Walker still offered him the revolver.
“There are cases, I think, which neither God’s law nor man’s law seems to have provided for. There’s your wife you see to be considered. If you don’t take it I shall shoot you myself now, here, and mark you I shall shoot you for the sake of a boy I loved at school in the old country.”
Hatteras took the revolver in silence, laid it on the table, fingered it for a little.
“My wife must never know,” he said.
“There’s the pistol. Outside’s the swamp. The swamp will tell no tales, nor shall I. Your wife need never know.”
Hatteras picked up the pistol and stood up.
“Good-bye, Jim,” he said, and half pushed out his hand. Walker shook his head, and Hatteras went out on to the verandah and down the steps.
Walker heard him climb over the fence; and then followed as far as the verandah. In the still night the rustle and swish of the undergrowth came quite clearly to his ears. The sound ceased, and a few minutes afterwards the muffled crack of a pistol shot broke the silence like the tap of a hammer. The swamp, as Walker prophesied, told no tales. Mrs. Hatteras gave the one explanation of her husband’s disappearance that she knew and returned brokenhearted to England. There was some loud talk about the self-sacrificing energy, which makes the English a dominant race, and there you might think is the end of the story.

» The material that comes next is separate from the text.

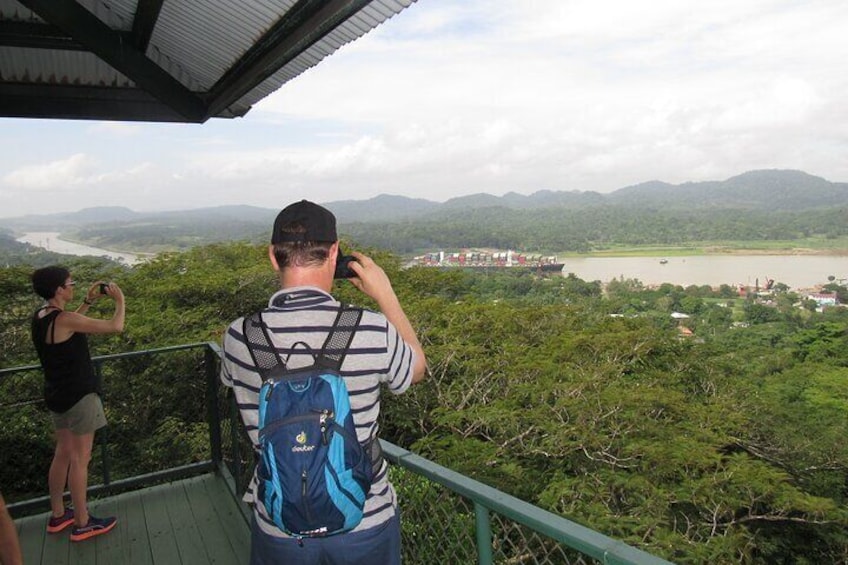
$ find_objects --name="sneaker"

But some years later Walker went trudging up the Ogowe river in Congo Francais. He travelled as far as Woermann’s factory in Njole Island and, having transacted his business there, pushed up stream in the hope of opening the upper reaches for trade purposes. He travelled for a hundred and fifty miles in a little stern-wheel steamer. At that point he stretched an awning over a whale-boat, embarked himself, his banjo and eight blacks from the steamer, and rowed for another fifty miles. There he ran the boat’s nose into a clay cliff close to a Fan village and went ashore to negotiate with the chief.
There was a slip of forest between the village and the river bank, and while Walker was still dodging the palm creepers which tapestried it he heard a noise of lamentation. The noise came from the village and was general enough to assure him that a chief was dead. It rose in a chorus of discordant howls, low in note and long-drawn out—wordless, something like the howls of an animal in pain and yet human by reason of their infinite melancholy.